Nunu is a story of survival, both economical and personal. Nguyet Nguyen opened in July 2020, at the start of the Covid epidemic. Italy hit hard on the lockdowns but they survived with takeaway during lunch.

“Opening in Covid was bad and positive at the same time,” Nguyen said. “People were not able to travel to do a lot of stuff. They could enjoy something different because they couldn’t move.”

The setup is ingenious. Bamboo lanterns hang from the ceiling and silkscreen artwork of plants and birds adorn the walls. Every table has a pillow.

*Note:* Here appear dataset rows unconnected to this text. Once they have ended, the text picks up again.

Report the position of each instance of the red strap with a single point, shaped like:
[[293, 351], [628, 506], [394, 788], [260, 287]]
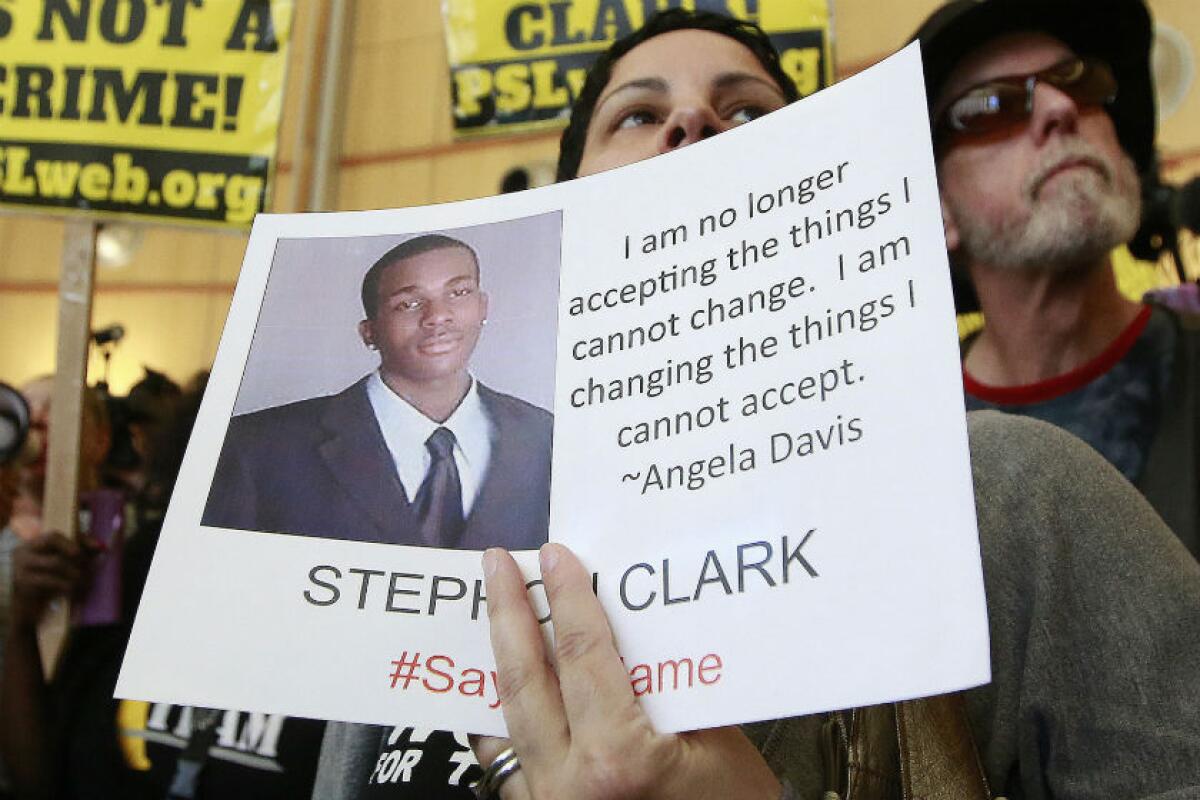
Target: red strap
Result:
[[1068, 382]]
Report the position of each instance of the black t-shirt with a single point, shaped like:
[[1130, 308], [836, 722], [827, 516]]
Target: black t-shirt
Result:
[[420, 764]]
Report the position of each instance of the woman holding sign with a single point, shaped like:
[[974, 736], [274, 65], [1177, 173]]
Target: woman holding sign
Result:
[[1093, 606]]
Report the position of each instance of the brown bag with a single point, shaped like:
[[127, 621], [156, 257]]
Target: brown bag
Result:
[[915, 750]]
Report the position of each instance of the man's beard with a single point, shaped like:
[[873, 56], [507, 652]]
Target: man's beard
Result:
[[1065, 228]]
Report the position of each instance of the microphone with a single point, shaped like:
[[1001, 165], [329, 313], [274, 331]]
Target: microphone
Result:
[[1186, 206], [13, 422], [111, 335]]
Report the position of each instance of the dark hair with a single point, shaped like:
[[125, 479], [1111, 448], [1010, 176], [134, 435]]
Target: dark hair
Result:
[[407, 248], [749, 35]]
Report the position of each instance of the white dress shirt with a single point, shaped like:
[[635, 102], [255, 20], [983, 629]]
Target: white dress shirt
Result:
[[406, 429]]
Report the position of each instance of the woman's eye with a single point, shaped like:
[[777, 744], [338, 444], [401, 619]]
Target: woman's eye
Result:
[[635, 119], [747, 114]]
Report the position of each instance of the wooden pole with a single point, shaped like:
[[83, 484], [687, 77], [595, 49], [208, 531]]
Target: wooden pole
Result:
[[60, 505]]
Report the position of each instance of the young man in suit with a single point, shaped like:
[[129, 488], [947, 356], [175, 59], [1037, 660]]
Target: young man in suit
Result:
[[418, 452]]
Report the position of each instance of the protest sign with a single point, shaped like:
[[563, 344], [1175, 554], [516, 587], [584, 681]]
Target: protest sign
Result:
[[517, 66], [759, 438], [155, 109]]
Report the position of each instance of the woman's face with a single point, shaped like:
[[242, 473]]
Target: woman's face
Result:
[[673, 90]]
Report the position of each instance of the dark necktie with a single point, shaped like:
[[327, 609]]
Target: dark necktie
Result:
[[438, 503]]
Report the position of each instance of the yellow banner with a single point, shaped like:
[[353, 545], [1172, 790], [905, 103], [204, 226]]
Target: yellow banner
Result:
[[517, 65], [159, 108]]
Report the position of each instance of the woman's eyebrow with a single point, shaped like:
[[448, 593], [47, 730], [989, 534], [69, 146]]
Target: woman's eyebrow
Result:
[[730, 79], [649, 83]]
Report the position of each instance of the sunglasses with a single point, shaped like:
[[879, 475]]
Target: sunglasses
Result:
[[1008, 101]]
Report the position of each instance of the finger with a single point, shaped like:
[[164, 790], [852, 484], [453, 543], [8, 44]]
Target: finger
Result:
[[594, 683], [527, 685], [67, 571], [47, 560], [487, 749]]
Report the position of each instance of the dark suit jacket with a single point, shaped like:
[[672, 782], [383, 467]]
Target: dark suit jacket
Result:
[[321, 468]]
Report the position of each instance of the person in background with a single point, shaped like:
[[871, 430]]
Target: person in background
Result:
[[71, 739], [1043, 118]]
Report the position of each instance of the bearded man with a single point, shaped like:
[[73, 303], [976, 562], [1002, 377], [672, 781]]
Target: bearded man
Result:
[[1043, 116]]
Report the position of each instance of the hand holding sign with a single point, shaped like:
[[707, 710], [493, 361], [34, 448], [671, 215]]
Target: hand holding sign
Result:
[[580, 732]]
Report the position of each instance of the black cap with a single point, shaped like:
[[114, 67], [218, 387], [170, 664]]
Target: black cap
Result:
[[1117, 31]]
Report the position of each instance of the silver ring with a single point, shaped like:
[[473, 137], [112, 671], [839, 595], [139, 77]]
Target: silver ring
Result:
[[497, 773]]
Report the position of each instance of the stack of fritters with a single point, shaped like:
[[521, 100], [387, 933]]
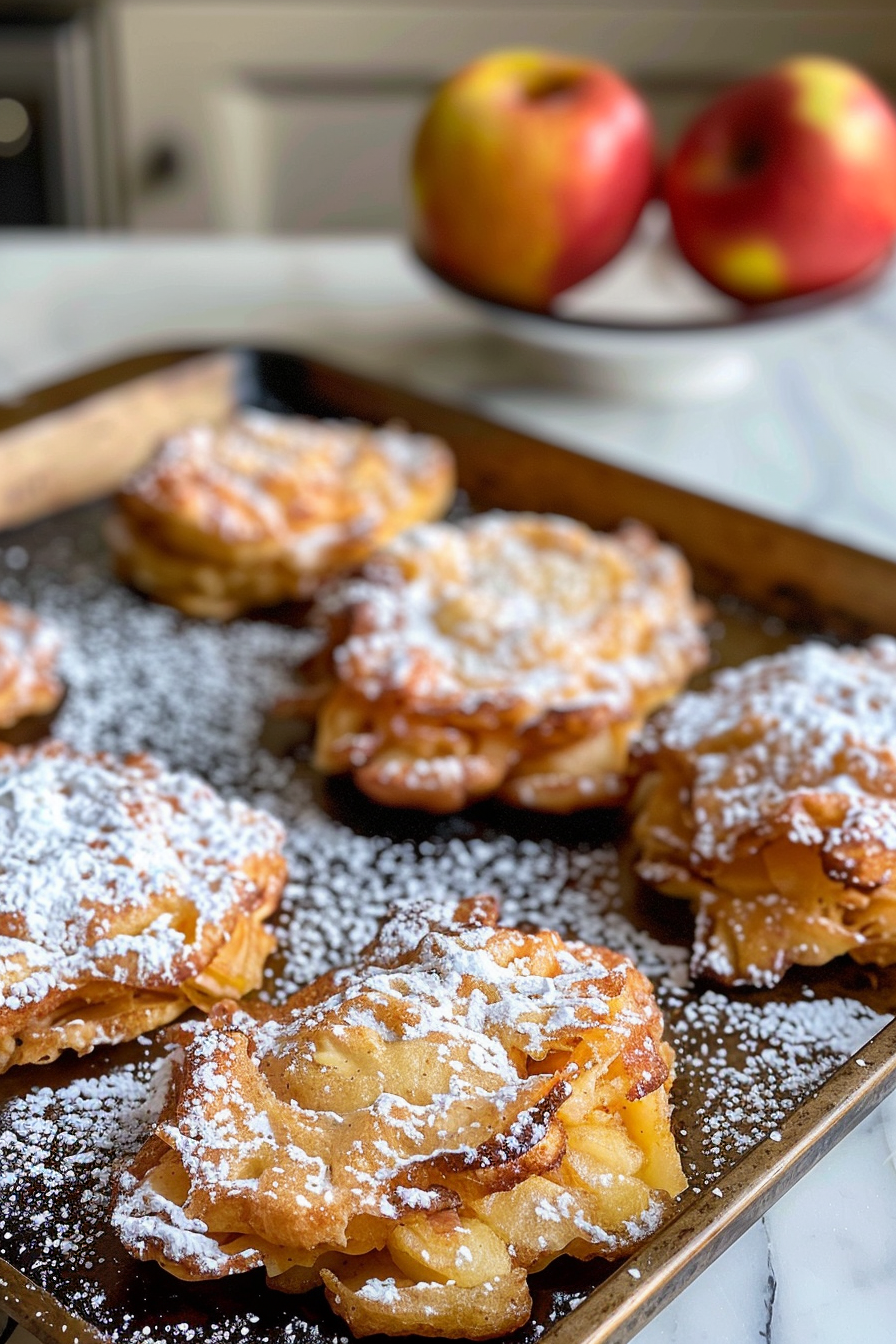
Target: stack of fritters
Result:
[[30, 686], [262, 510], [770, 803], [512, 655], [418, 1130], [126, 894]]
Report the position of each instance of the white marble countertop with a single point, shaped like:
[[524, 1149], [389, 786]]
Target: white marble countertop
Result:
[[812, 440]]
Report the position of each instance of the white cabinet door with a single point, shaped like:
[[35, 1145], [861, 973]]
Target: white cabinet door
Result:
[[284, 114]]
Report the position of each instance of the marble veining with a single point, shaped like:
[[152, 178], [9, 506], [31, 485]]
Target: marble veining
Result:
[[810, 441]]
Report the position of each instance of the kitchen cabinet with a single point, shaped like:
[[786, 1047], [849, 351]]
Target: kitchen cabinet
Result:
[[282, 114]]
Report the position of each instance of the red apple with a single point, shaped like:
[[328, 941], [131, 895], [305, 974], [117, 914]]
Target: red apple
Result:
[[529, 172], [787, 182]]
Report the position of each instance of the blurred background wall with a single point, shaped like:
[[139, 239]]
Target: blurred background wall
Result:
[[276, 116]]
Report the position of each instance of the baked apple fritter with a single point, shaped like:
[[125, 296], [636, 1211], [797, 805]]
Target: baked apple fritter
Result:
[[266, 507], [418, 1130], [770, 803], [512, 655], [128, 894]]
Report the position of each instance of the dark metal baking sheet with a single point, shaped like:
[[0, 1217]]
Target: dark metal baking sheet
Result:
[[767, 593]]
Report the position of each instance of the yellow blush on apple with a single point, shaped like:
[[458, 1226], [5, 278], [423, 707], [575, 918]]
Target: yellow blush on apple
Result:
[[529, 172], [787, 182]]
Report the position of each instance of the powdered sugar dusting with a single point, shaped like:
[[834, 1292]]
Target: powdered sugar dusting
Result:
[[141, 678], [765, 739], [520, 610]]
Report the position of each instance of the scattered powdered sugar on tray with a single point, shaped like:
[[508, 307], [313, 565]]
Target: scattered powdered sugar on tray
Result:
[[195, 694]]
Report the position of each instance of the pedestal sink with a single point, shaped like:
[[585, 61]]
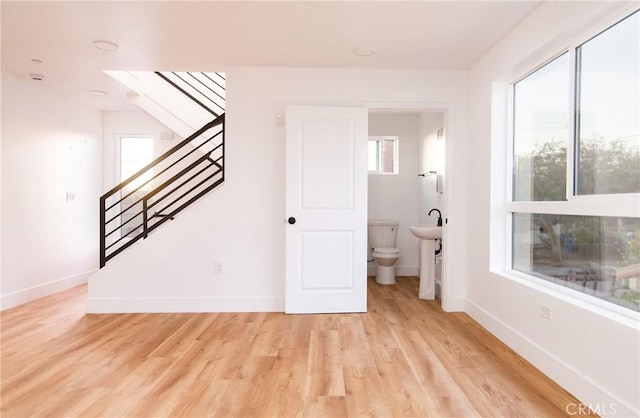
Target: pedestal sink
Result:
[[428, 236]]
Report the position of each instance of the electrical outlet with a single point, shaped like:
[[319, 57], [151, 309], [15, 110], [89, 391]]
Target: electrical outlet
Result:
[[545, 312]]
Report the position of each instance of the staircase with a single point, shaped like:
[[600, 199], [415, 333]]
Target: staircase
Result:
[[156, 193]]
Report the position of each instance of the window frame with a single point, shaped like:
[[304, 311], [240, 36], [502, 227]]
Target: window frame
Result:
[[396, 150], [603, 205]]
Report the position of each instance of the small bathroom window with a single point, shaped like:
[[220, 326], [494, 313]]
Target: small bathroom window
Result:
[[383, 155]]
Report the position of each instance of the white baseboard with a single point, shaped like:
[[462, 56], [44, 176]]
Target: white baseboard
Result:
[[582, 387], [19, 297], [167, 305], [400, 270]]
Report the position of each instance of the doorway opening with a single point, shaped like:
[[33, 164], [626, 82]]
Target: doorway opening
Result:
[[417, 185]]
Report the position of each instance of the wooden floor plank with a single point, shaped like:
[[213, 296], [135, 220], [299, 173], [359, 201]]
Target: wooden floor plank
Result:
[[405, 357]]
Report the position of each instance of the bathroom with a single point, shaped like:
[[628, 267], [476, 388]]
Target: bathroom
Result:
[[399, 193]]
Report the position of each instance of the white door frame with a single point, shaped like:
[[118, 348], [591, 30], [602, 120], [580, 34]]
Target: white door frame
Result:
[[450, 275]]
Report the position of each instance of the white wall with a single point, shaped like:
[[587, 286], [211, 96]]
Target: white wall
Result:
[[394, 196], [115, 124], [431, 158], [50, 146], [242, 223], [591, 354]]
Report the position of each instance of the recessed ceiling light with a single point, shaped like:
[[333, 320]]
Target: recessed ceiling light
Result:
[[105, 45], [363, 51]]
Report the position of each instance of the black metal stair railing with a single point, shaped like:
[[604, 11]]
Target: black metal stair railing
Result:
[[161, 189], [207, 90]]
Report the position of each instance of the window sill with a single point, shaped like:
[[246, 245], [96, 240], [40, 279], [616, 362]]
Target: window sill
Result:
[[590, 303]]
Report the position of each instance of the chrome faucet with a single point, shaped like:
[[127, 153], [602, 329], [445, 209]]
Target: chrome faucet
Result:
[[439, 216]]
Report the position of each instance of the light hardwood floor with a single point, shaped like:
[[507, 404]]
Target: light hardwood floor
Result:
[[404, 358]]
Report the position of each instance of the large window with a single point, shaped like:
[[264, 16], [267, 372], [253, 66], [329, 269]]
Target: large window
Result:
[[575, 193]]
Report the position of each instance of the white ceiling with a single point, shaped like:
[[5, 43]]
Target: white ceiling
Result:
[[212, 36]]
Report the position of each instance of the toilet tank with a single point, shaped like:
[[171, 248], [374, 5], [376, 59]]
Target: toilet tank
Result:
[[382, 233]]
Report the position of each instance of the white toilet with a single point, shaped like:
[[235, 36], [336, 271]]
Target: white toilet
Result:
[[382, 239]]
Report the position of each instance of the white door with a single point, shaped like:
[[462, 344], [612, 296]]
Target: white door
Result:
[[326, 210]]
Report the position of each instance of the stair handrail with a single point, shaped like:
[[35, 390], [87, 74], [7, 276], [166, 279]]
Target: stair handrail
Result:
[[103, 209], [186, 93]]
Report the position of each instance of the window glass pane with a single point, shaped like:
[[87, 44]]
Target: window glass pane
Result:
[[135, 153], [374, 155], [540, 132], [596, 255], [383, 155], [608, 107]]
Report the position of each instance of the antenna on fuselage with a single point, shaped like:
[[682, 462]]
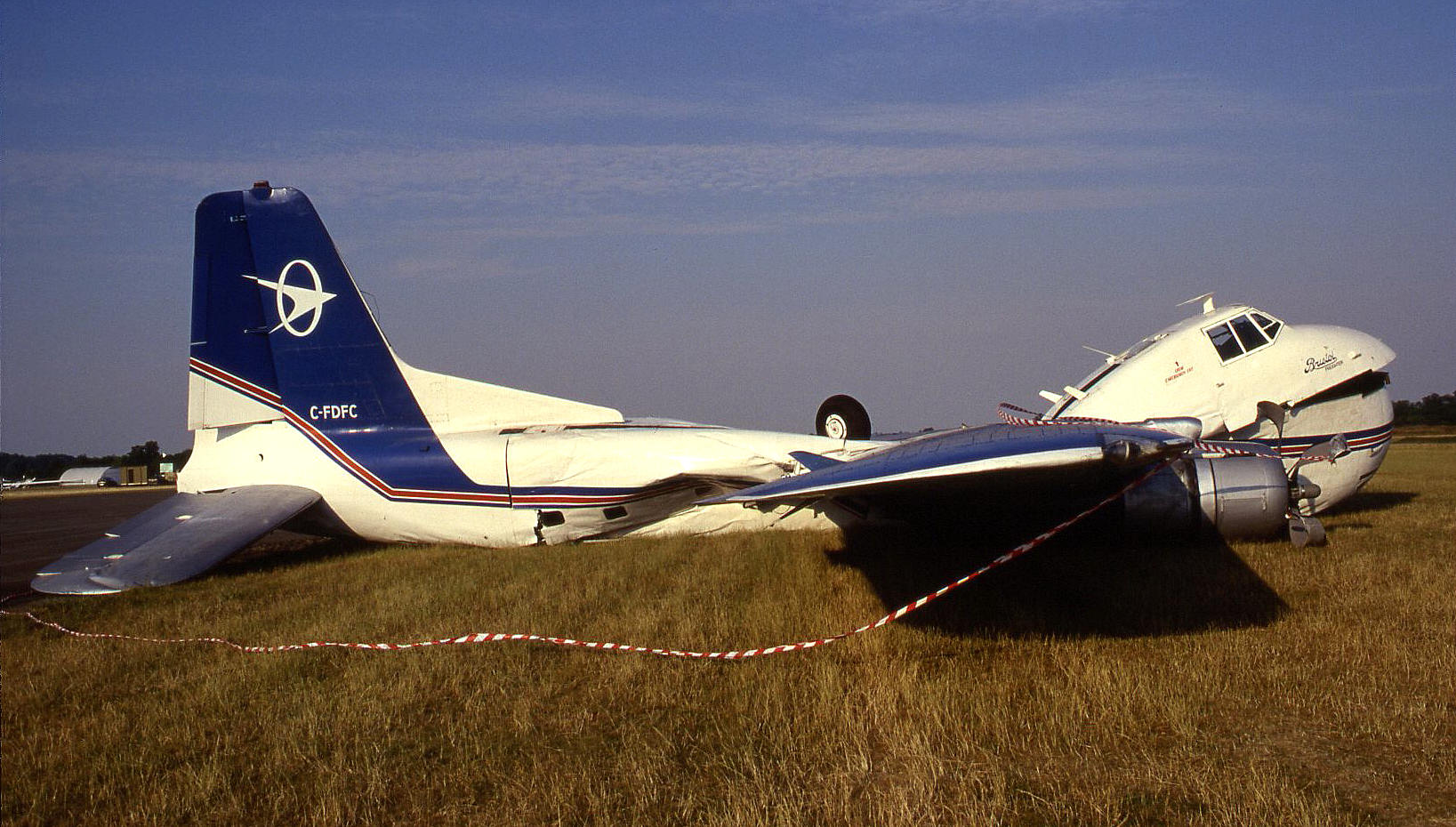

The restaurant is separated into three rooms representing three different regional cuisines: Hanoi from the north, Hui from the central and Ho Chi Minh City from the south. In the Hanoi room I had something called Ban Cho Gio Thit Nuong, vermicelli noodles topped with fried spring rolls and grilled chicken with herbs, lettuce and roasted peanuts. It was delicious, fresh, juicy and tender.

Com Chien Ca Hoi, wok-fried rice with salmon and egg. Photo by Marina Pascucci

Marina, my girlfriend-photographer, had Com Chien Ca Hoi, wok-fried rice with salmon and egg. Nunu also has the ubiquitous pho, the traditional Vietnamese rice noodle soup in beef, chicken and vegetarian.

“There was some Vietnamese (restaurants) here but it wasn’t complete,” Nguyen said. “It was a big mix. It was mixed with Chinese. I didn’t really like it. I wanted more authentic and traditional and to get back to my roots.”

Her roots extend to the Vietnam War. In 1984, her father, a former soldier in the South Vietnamese army, escaped Ho Chi Minh City and the communist regime. Floating with other boat people off the coast of Singapore, he was rescued by Italians and chose to move to Italy. He arrived in Rome in 1984, taking young Nguyet with him.

With Italy’s Covid restrictions a distant memory, Nunu (a combination of her two names) is going strong.

“Even Italian people who want to go to Vietnam want to come here for their first experience,” she said. “To know more, they come to us. We have people who have adopted kids from Vietnam.”